Esta é a pergunta de muitos. A confirmação não perderia seu sentido tendo as crianças já participado da Santa Ceia? Nossa Igreja, em seu documento sobre a Santa Ceia com crianças diz: “Nossa prática da Santa Ceia não deveria ser presa à confirmação. Não há base teológica para tal relacionamento. Na prática do ensino confirmatório, no entanto, já deveria ser celebrada a Santa Ceia.”
Há dois pontos importantes a considerar: 1. já se deveria admitir a participação das crianças na Santa Ceia durante o ensino confirmatório; 2. Não há ligação entre Santa Ceia e confirmação. Para entender isto, precisamos saber qual o significado da confirmação.
1. É a resposta do confirmando à ação de Deus no Batismo. Deus abençoa, faz uma aliança com a pessoa no batismo. O confirmando passou por um período deinstrução cristã mais intensiva (o ensino confirmatório) e já sabe um pouco mais sobre Deus e sobre seu grande amor. Por isso, na confirmação, o jovem já tem condições de dizer que pretende continuar mantendo esta aliança. “Para viver conscientemente a fé à qual fomos chamados pelo batismo e ser eficientes obreiros de Deus, devemos estar preparados, pois a aliança que Deus faz no batismo requer de nós uma resposta pessoal: “Sim, senhor, quero viver contigo em tua Comunidade e servir-te com meu tempo, meus dons, talentos e bens.” (Nossa fé - Nossa vida, p. 30).
2. Confirmação é confissão de fé. O confirmando diz diante da comunidade que crê em Deus e que pretende servir a Deus em sua vida. O jovem é chamado a se integrar na comunidade, fazendo de sua confissão de fé uma atitude prática, concreta, voltada para a vida e para o mundo. “A confirmação compromete com a participação responsável na vida comunitária: participar nas celebrações, nos grupos de estudo e serviço e nas assembléias; servir de madrinha ou padrinho no batismo e de testemunha na bênção matrimonial; contribuir com seu tempo, seus dons e seu dinheiro.” (Nossa fé - Nossa vida, p. 33).
Sendo este o significado da confirmação, vemos que a participação na Santa Ceia antes da confirmação não faz a confirmação perder seu sentido, pois a confissão de fé realizada na confirmação continua sendo necessária.
A QUESTÃO PEDAGÓGICA
Ao levarmos nossos filhos e filhas à mesa da Santa Ceia, além de os estarmos incluindo na comunhão comunitária, estaremos ensinando a eles também o significado da Santa Ceia. Conhecemos as crianças e sua curiosidade natural. Irão certamente perguntar sobre o significado da Santa Ceia ao pai e à mãe.
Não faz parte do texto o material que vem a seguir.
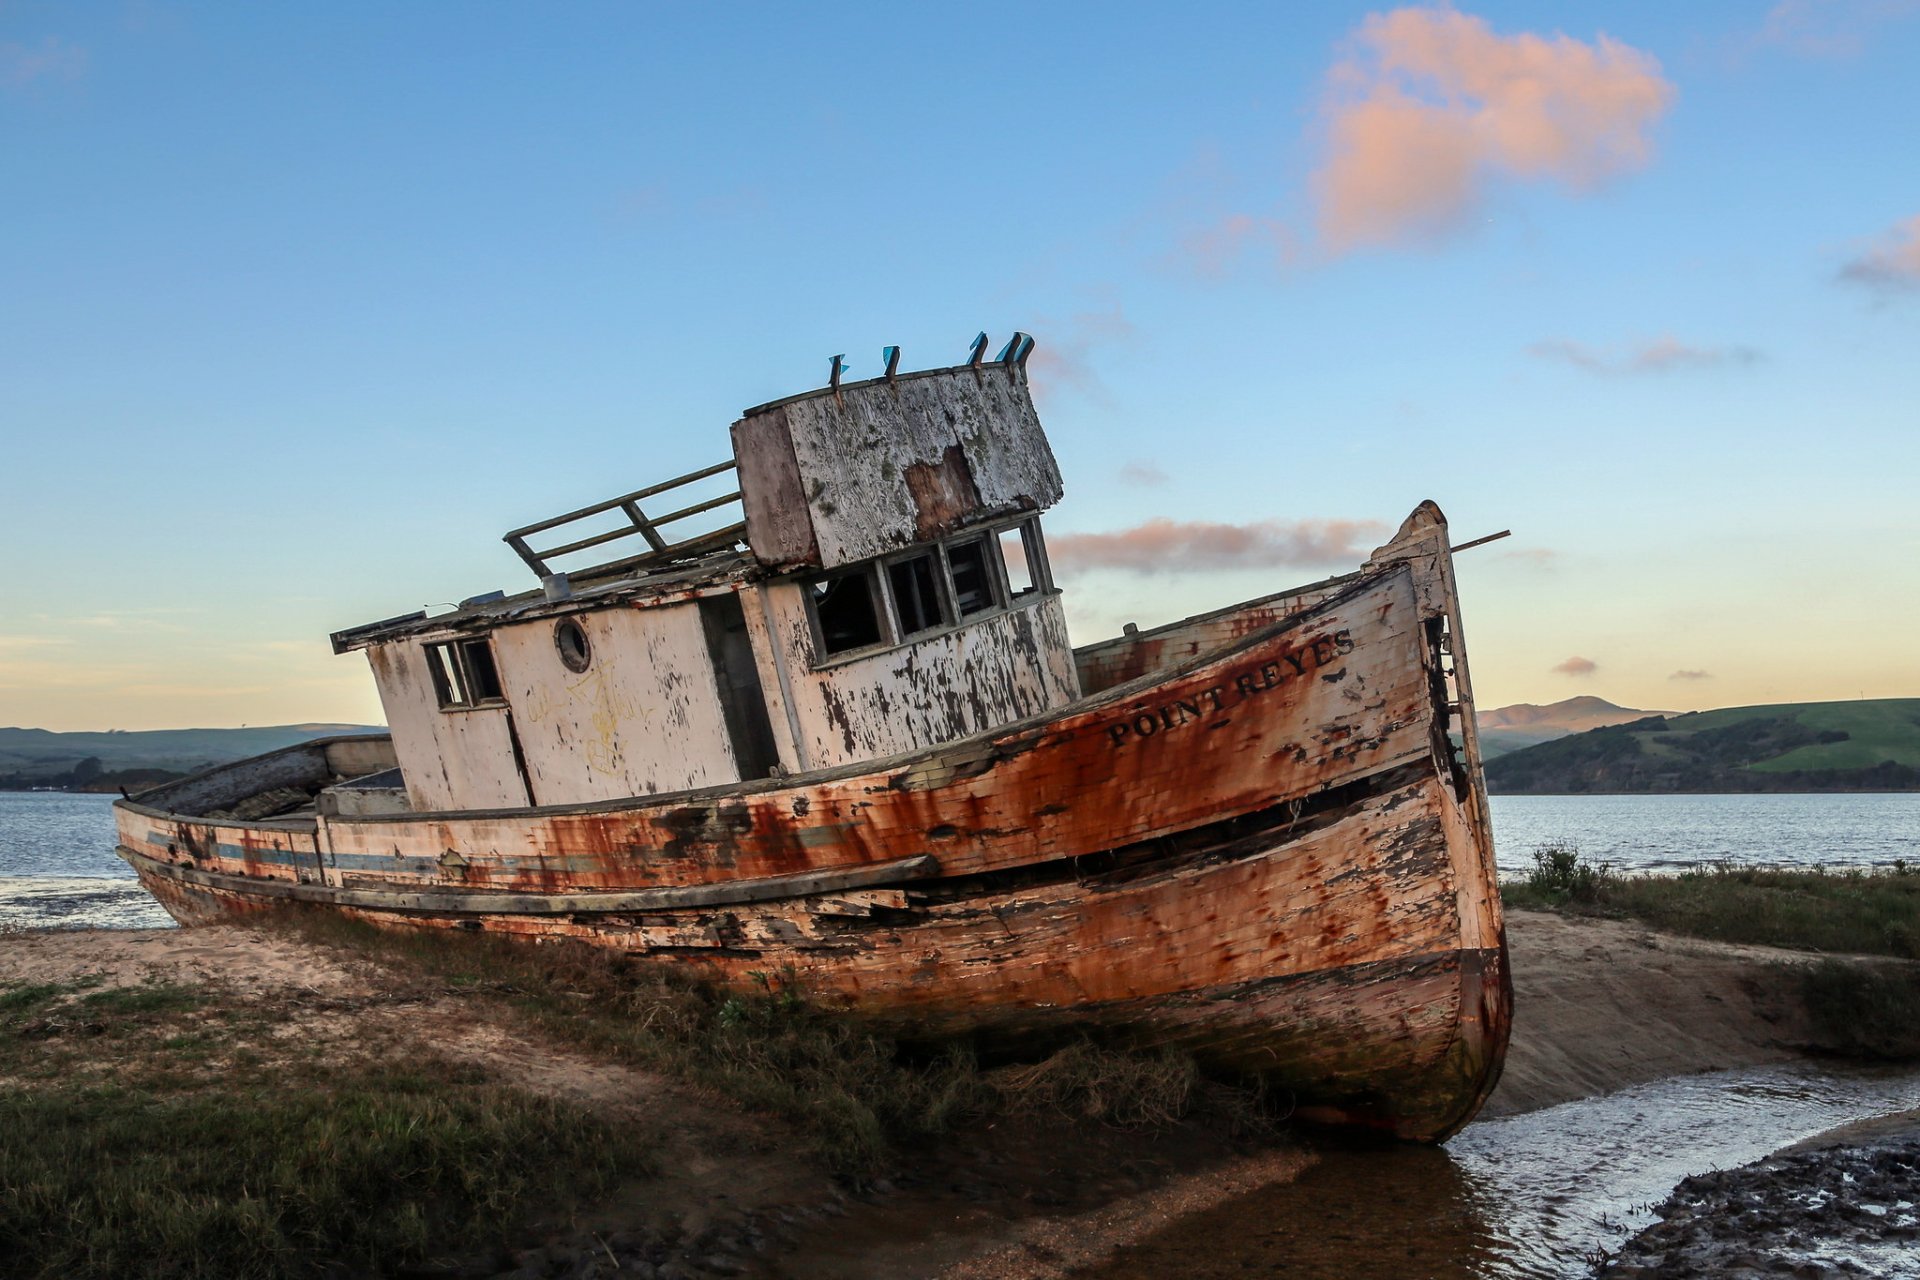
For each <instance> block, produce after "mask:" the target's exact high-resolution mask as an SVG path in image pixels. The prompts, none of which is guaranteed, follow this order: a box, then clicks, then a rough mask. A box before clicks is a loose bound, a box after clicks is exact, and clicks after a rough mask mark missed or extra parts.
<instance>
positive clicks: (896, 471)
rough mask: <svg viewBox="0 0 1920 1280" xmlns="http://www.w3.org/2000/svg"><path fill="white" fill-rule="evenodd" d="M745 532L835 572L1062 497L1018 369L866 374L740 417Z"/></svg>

Estes, então, terão a oportunidade de falar do grande amor de Deus por nós, manifestado pela morte e ressurreição de Jesus para o perdão e a salvação, celebrado na Santa Ceia. Isto também irá levar os pais a refletir sobre a Santa Ceia e seu significado, uma vez que terão que responder às perguntas dos seus filhos.